Open maciejhirsz opened 8 years ago

maciejhirsz commented 8 years ago

It would be nice for the conformance tests to allow all valid implementations of JSON. For example, the roundtrip tests include negative zero with a fraction [-0.0] and will fail for any implementation that doesn't return [-0.0] after parsing and re-serializing, which is not necessary for a valid JSON implementation.

The spec doesn't differentiate between floating points and integers, it only describes a vague number which is neither (as it doesn't include NAN or infinities, but does include decimals), therefore 0.0 and 0 are different representations of the same number and can be printed either way. There is also no mention of negative zero and whether or not it should be preserved.

In fact, the native JSON implementation in all major web browsers would fail this test as they all print simply [0], event though the base number type in JavaScript is IEEE 754 double float, and negative zero is available in the language.
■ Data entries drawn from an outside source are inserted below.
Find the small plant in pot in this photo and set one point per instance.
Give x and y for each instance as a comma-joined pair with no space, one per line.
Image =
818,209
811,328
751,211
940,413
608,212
maciejhirsz commented 8 years ago

To add to that: many tests included test for high number precision, however RFC7159 states:

This specification allows implementations to set limits on the range and precision of numbers accepted. Since software that implements IEEE 754-2008 binary64 (double precision) numbers [IEEE754] is generally available and widely used, good interoperability can be achieved by implementations that expect no more precision or range than these provide, in the sense that implementations will approximate JSON numbers within the expected precision. A JSON number such as 1E400 or 3.141592653589793238462643383279 may indicate potential interoperability problems, since it suggests that the software that created it expects receiving software to have greater capabilities for numeric magnitude and precision than is widely available.

Note that when such software is used, numbers that are integers and are in the range [-(253)+1, (253)-1] are interoperable in the sense that implementations will agree exactly on their numeric values.

A lot of the included conformance tests, test for values outside of that scope, such as max values for (un)signed 64 integers. It's good to have higher precision when available, but it is not required by the specification.